Children (2 – 6 years)
Three doses are required, given a minimum of 1 week and up to 6 weeks apart. If an interval of more than 6 weeks occurs between any of the doses, re-start the vaccination course.
Dukoral is not registered for use in children aged <2 years and is not recommended for use in this age group.
Co-administration with other vaccines
The inactivated oral cholera vaccine can be given with, or at any time before or after, other travel vaccines, such as yellow fever or parenteral Vi polysaccharide typhoid vaccines.
However, there should be an interval of at least 8 hours between the administration of the inactivated oral cholera vaccine and oral live attenuated typhoid vaccine (Vivotif).
Cholera vaccination should be considered for travellers at increased risk of acquiring diarrhoeal disease, such as those with achlorhydria, and for travellers at increased risk of severe or complicated diarrhoeal disease, such as those with poorly controlled or otherwise complicated diabetes, inflammatory bowel disease, HIV/AIDS or other conditions resulting in immunocompromise, or significant cardiovascular disease.
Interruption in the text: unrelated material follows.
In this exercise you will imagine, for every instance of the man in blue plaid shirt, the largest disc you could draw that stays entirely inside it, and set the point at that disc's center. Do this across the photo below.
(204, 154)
Cholera vaccination should also be considered for travellers with considerable risk of exposure to, or acquiring, cholera, such as humanitarian disaster workers deployed to regions with endemic or epidemic cholera.
In 2011, the World Health Assembly called for the implementation of an integrated comprehensive approach to cholera control that might include the use of cholera vaccines “where appropriate.” In 2012, a WHO working group recommended establishing a stockpile of 2 million doses of vaccine to be held at the manufacturers’ sites, building up to 6 million doses over 3 years, and adopting the ICG model of governance. As of September 2014, 1.5 million doses had been distributed.
Cholera has been described over the past two centuries and probably had its origins in the Ganges delta in India.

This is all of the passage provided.